Fehr would consider HGH blood test if reliable method were available

Updated: February 28, 2008, 1:50 PM ET
Associated Press

FORT LAUDERDALE, Fla. -- Players' union leader Donald Fehr would consider approving blood testing for human growth hormone if there were a valid, efficient procedure for determining its use over an extended period.

Under baseball's collective bargaining agreement, urine tests for performance-enhancing substances are administered, although HGH cannot be detected in current urine tests. The World Anti-Doping Agency says a blood test for HGH will be used at the Beijing Olympics, but no validated blood test for HGH currently is commercially available.

"If and when a blood test is available and it can be signed and validated by people other than those that are trying to sell it to you, then we'd have to take a hard look at it," Fehr said Thursday. "We'd have to see what it is and try to make a judgment as to whether it is fair and appropriate."

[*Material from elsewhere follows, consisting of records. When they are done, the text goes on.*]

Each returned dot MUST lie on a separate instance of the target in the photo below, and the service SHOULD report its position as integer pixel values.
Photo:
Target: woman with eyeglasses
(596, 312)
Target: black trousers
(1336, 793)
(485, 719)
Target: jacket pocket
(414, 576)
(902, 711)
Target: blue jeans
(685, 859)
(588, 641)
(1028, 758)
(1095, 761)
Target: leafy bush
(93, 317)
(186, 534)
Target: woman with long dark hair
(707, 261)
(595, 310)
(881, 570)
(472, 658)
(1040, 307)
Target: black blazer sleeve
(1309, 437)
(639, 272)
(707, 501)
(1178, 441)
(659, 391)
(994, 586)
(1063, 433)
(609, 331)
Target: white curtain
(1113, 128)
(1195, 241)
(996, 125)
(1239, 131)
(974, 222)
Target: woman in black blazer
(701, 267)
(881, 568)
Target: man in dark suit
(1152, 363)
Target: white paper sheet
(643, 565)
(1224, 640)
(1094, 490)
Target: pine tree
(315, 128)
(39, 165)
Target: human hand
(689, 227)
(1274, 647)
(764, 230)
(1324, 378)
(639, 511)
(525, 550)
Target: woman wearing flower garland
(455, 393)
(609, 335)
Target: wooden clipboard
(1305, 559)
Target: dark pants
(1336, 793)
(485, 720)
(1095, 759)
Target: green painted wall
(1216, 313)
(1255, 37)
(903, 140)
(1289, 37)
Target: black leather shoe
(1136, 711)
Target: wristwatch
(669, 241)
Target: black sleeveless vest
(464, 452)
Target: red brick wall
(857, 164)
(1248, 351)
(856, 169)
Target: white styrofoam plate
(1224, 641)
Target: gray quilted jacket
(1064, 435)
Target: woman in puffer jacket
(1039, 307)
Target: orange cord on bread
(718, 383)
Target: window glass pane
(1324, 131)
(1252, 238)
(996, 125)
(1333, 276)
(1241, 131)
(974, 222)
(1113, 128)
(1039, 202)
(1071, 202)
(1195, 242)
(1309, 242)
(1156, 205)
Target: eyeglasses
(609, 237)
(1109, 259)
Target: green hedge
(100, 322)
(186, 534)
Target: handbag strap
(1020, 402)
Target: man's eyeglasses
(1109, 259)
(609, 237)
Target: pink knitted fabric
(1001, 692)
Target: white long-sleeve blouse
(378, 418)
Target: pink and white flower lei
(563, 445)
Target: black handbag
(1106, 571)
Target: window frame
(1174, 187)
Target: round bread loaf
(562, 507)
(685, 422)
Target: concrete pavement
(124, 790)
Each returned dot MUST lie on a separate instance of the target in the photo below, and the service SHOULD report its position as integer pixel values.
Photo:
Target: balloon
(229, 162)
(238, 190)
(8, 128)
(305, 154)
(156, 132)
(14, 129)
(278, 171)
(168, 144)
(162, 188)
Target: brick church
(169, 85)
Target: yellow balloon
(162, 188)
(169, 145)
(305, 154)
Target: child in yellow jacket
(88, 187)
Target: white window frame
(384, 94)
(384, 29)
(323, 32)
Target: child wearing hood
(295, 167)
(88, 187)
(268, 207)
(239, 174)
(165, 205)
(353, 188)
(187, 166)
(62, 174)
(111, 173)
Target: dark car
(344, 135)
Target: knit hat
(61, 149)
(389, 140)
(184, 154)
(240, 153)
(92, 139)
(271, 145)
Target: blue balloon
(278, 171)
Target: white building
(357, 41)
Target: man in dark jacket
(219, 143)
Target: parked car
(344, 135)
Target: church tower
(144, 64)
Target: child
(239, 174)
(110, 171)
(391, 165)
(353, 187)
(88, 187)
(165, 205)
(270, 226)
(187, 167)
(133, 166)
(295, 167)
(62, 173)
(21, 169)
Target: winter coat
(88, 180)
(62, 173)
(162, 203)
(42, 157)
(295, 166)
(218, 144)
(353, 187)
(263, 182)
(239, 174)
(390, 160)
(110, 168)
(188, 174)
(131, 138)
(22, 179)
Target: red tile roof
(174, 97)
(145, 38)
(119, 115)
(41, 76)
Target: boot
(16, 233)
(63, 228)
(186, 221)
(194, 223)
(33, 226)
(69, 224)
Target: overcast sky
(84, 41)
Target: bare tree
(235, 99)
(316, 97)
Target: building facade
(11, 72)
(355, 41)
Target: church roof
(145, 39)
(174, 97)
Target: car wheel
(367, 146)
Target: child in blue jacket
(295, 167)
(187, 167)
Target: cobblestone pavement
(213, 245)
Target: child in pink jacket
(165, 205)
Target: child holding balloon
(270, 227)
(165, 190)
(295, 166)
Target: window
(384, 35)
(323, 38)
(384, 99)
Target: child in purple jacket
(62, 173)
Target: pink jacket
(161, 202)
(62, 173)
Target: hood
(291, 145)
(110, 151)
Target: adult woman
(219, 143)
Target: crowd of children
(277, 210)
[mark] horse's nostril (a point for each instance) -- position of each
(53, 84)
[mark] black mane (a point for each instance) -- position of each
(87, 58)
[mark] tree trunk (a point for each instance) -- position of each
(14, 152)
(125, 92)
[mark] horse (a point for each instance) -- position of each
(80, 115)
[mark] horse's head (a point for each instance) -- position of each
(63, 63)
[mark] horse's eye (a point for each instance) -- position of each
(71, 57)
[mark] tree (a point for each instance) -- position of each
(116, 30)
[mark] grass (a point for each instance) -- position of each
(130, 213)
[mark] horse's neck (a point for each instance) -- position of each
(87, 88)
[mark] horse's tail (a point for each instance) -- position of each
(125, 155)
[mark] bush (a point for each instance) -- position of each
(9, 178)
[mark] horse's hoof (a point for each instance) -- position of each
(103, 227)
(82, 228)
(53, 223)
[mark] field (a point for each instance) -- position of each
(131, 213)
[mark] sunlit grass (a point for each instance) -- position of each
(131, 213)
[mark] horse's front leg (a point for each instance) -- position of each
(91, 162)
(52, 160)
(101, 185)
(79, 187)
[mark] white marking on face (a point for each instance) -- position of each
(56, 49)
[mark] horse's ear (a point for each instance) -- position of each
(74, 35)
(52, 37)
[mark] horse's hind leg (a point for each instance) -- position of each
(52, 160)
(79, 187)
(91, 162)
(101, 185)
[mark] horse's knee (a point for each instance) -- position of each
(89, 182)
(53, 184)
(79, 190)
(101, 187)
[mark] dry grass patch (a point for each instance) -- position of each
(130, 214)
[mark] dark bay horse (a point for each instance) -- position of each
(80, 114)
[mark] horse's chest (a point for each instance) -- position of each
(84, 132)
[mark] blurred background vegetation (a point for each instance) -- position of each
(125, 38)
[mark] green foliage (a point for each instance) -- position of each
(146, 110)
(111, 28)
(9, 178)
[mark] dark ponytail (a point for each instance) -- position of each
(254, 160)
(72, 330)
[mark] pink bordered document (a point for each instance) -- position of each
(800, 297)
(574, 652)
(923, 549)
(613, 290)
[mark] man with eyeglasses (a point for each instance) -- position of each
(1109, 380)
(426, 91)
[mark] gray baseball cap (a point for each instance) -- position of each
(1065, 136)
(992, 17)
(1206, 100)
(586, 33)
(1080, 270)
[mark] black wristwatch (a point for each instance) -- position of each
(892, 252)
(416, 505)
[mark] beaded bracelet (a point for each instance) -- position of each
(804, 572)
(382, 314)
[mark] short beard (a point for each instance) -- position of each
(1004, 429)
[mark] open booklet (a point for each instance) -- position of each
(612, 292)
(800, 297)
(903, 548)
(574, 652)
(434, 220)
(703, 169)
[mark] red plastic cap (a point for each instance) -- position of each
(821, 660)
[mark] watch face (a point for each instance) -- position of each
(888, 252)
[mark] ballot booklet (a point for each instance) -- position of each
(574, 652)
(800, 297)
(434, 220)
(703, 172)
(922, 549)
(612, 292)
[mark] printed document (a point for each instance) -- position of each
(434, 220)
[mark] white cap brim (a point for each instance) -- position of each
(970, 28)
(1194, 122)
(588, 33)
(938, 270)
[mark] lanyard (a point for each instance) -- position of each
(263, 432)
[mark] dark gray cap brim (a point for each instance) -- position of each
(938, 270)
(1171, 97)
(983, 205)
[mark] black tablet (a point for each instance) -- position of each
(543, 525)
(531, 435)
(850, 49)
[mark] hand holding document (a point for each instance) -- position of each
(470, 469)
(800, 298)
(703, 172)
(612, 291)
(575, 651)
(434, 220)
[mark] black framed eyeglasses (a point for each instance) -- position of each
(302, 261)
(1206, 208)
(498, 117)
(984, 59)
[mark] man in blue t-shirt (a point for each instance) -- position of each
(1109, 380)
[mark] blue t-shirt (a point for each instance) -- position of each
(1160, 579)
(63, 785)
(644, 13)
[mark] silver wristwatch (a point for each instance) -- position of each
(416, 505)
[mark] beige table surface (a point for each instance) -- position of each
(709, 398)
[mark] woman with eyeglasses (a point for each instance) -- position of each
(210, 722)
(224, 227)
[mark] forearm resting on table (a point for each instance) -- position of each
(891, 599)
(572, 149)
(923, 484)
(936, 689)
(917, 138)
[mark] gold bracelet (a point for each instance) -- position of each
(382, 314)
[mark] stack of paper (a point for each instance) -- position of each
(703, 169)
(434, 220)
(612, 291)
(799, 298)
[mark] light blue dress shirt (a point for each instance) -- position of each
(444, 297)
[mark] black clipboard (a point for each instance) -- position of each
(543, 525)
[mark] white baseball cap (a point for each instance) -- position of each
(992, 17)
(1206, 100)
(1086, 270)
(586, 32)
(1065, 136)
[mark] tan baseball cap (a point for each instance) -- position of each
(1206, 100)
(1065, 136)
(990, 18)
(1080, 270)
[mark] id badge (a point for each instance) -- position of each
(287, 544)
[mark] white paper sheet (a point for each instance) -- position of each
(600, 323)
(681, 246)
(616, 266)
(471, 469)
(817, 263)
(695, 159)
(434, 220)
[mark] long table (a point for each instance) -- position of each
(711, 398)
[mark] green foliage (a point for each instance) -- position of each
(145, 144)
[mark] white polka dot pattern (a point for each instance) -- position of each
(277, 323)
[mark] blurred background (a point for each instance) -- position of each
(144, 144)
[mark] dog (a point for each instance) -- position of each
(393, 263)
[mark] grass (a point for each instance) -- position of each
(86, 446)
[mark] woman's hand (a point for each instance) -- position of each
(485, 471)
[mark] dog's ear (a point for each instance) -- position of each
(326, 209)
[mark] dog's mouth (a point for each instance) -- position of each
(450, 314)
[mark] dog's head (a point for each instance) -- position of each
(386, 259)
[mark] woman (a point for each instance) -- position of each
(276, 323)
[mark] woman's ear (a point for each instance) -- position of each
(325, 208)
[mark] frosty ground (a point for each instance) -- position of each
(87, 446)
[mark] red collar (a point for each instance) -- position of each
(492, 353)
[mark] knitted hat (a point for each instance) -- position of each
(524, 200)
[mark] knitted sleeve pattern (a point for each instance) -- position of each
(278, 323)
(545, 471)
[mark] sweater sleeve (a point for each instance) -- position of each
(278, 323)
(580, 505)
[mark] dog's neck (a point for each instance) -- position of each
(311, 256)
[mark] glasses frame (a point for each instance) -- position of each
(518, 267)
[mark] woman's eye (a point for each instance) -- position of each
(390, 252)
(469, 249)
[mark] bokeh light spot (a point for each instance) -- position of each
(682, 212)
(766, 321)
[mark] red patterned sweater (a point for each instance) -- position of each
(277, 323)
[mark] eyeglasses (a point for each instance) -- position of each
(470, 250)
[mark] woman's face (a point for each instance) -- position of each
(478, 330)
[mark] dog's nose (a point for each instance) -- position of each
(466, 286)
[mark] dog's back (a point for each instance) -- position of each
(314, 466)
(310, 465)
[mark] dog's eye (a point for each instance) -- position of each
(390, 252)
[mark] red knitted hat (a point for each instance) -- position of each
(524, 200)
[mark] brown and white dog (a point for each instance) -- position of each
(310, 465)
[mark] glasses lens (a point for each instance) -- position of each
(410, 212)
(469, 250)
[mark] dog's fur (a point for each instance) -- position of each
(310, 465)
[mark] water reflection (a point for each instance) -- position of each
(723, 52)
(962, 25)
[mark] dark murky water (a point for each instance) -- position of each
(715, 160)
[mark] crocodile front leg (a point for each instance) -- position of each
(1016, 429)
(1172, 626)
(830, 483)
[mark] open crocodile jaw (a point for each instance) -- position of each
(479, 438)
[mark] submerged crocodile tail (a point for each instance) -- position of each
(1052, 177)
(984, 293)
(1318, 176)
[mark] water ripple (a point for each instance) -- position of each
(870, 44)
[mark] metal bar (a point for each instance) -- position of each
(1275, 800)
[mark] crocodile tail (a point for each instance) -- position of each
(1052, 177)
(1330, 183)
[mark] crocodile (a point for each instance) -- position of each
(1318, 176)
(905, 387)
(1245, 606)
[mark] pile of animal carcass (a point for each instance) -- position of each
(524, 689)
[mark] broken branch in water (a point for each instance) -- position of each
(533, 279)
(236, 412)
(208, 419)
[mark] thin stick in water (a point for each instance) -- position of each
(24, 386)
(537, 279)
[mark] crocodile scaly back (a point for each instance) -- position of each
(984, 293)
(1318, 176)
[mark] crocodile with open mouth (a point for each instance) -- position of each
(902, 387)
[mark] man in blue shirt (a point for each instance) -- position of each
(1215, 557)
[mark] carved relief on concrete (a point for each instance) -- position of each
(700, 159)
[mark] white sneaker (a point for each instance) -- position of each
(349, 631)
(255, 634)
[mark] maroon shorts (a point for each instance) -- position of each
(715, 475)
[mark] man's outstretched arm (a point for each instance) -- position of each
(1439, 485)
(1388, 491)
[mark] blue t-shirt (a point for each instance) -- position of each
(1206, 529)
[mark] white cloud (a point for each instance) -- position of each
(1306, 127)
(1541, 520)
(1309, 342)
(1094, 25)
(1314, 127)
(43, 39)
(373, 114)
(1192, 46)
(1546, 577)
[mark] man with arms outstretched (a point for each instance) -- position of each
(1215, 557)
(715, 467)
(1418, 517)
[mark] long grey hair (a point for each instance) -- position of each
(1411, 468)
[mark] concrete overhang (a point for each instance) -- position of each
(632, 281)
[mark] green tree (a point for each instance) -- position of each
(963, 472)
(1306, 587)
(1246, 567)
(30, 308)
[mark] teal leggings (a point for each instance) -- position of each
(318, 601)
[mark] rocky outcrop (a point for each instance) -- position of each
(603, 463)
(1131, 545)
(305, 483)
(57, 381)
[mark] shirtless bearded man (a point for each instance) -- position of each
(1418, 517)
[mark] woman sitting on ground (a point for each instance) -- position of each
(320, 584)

Such a test would have to be agreed upon in discussions between owners and the union.

New York Yankees shortstop Derek Jeter said this month he "wouldn't mind" a blood test for HGH, and several of his teammates echoed that stance.

"I haven't talked to Derek about it, but my guess is if something is there, it works and it wouldn't be too bothersome, I'd think about it," Fehr said. "I guess a lot of people would. But that depends on what it is and how it's done."

Fehr made the comments after meeting with the Baltimore Orioles, his first step in a planned journey to discuss union issues with all 30 major league teams. Twenty-four hours earlier, Fehr was in Washington in front of a House subcommittee that is seeking to legislate drug-testing policies for U.S. professional sports leagues.

"It was a straightforward hearing. They had some things they wanted to ask," Fehr said.

Asked to assess the public's perception of the sport in the wake of accusations that superstars Barry Bonds and Roger Clemens used performance-enhancing drugs, Fehr said, "If one of our friends does something terrible, we don't assume that the rest of our friends are going to do that. Having said that, we have some fundamental principles in this country, and one of those is innocent until proven guilty. We've got to remember that, and we've got to pay attention to that."